L’aperçu xCloud de Microsoft était assez décent, mais seulement par rapport à Stadia; lorsqu’il est posé aux côtés de Shadow, nous choisissons l’alternative teutonique n’importe quel jour de la semaine et deux fois le dimanche.

Problèmes de jeu dans le cloud

cloudwards-rédacteur en chef-tous les jours

Cela soulève bien sûr la question de savoir comment cela est possible. Certains des mégacorps les plus grands et les plus méchants offrent des expériences médiocres tandis que Shadow en offre une pleinement réalisée. Il y a plusieurs raisons à cela, mais la plus importante, à notre avis, est l’approche adoptée.

Stadia, xCloud et, dans une certaine mesure, PS Now vous permettent de diffuser des jeux. Vous vous connectez à un client sur votre propre appareil, qui se connecte ensuite à un serveur distant qui démarre votre jeu et vous permet de jouer. C’est essentiellement une version avancée de ce que Netflix a fait avec Bandersnatch, le spécial Netflix où vous pouvez interagir avec l’histoire au fur et à mesure de son développement.

Shadow adopte une approche beaucoup moins subtile et vous permet simplement d’utiliser une machine virtuelle. Lorsque vous vous inscrivez au service, vous obtenez un client – c’est la même chose – mais vous utilisez une machine virtuelle dans un emplacement distant. Enfer, lorsque vous vous connectez, il s’agit essentiellement d’une boîte Windows. La différence réside dans le fait que la plupart des gens ne peuvent tout simplement pas se permettre d’utiliser du matériel très haut de gamme..

Vous penseriez que l’approche Shadow n’est en fait qu’une solution de contournement compliquée, et vous auriez raison, à peu près. Cependant, avec l’état de la technologie où il se trouve, cela fonctionne beaucoup mieux que ce que propose la concurrence. Bien que l’approche de type streaming soit probablement un bien meilleur investissement à long terme, ici et maintenant, cela ne fonctionne tout simplement pas aussi bien.

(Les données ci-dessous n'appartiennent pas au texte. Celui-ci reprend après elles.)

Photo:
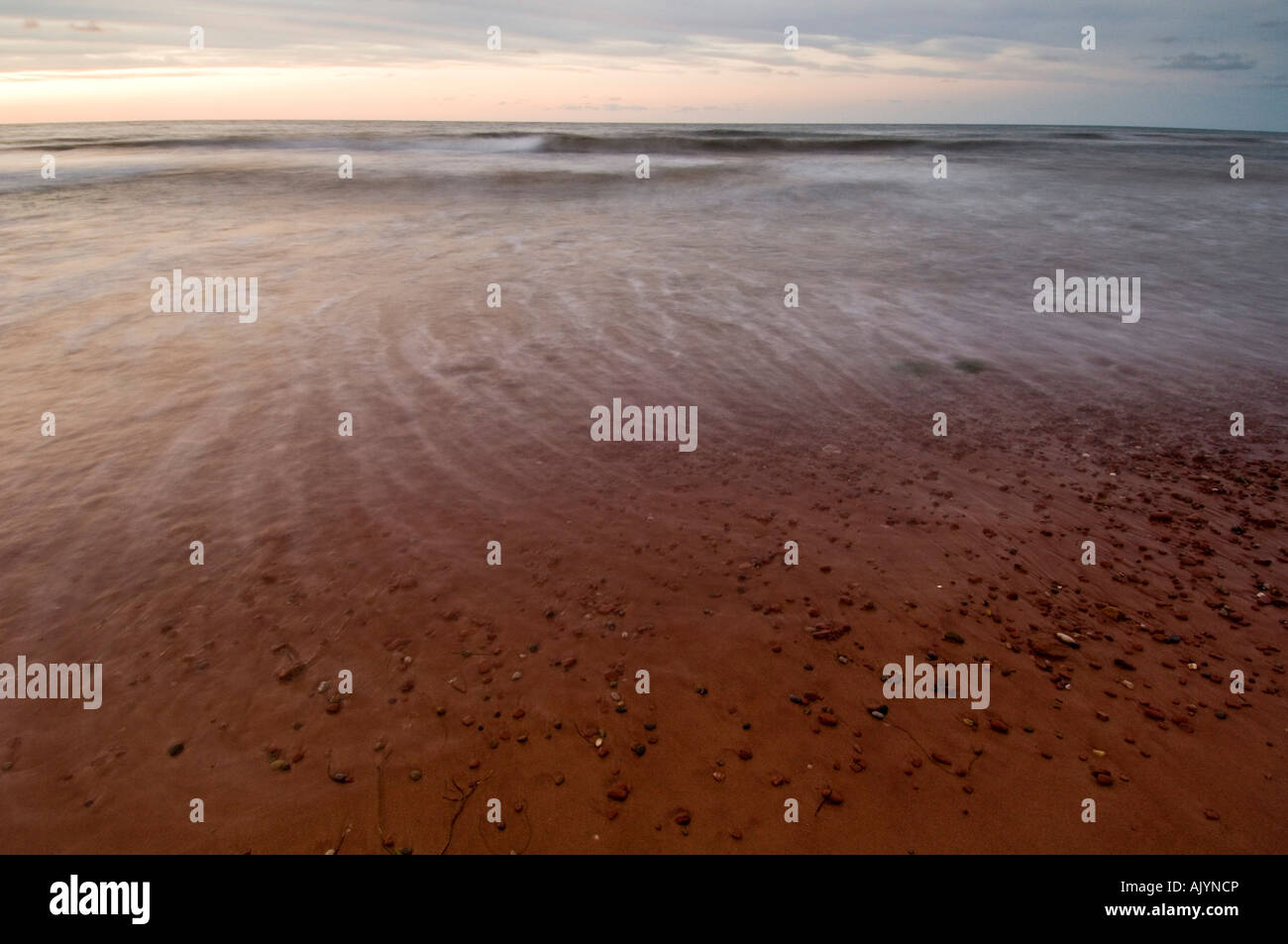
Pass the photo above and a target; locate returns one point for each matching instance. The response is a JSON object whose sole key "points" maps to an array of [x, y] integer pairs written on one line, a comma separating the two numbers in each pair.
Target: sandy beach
{"points": [[519, 682]]}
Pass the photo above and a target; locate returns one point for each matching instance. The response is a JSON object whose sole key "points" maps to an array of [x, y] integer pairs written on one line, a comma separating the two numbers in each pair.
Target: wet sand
{"points": [[472, 425], [636, 557]]}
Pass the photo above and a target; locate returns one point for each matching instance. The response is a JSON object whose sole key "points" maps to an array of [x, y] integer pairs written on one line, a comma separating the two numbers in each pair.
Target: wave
{"points": [[677, 140]]}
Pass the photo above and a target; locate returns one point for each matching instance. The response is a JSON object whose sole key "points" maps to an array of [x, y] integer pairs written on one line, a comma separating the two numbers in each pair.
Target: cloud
{"points": [[1222, 62]]}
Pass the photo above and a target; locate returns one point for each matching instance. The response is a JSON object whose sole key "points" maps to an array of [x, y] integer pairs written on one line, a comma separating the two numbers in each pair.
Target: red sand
{"points": [[627, 557]]}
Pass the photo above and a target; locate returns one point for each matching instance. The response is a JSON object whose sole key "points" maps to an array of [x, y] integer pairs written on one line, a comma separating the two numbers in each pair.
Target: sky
{"points": [[1177, 63]]}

Le résultat est que, pour l’instant, l’approche de Big Tech manque tout simplement la marque. À l’avenir, lorsque nous disposerons tous du haut débit et qu’ils régleront les problèmes de démarrage, leur version du jeu dans le cloud essuiera probablement le sol avec ce que fait Shadow. Pour le moment, cependant, l’approche allemande semble être le meilleur pari pour les consommateurs.

Dernières pensées

Comme vous pouvez le constater, 2019 a été une année grisante pour les VPN et les jeux en nuage, mais, comme les lecteurs réguliers de cette chronique le savent, il y avait beaucoup d’autres choses également. Nous prévoyons qu’au cours de 2020, presque toutes les entreprises en ligne ressentiront le poids de l’espionnage du gouvernement, alors attendez-vous à de nombreuses mises à jour sur ce même sujet, en particulier via notre flux Twitter.

Cela dit, nous allons nous en tenir à notre résolution du Nouvel An pour ne pas trop prévoir pour l’année à venir, laissant les nouvelles nous submerger à la place. Nous espérons que vous avez apprécié notre petit récapitulatif de l’année qui s’est écoulée et nous espérons vous accueillir sur ces pages au cours de l’année à venir. Merci d’avoir lu et faites-nous savoir dans les commentaires ci-dessous si nous avons omis des histoires importantes.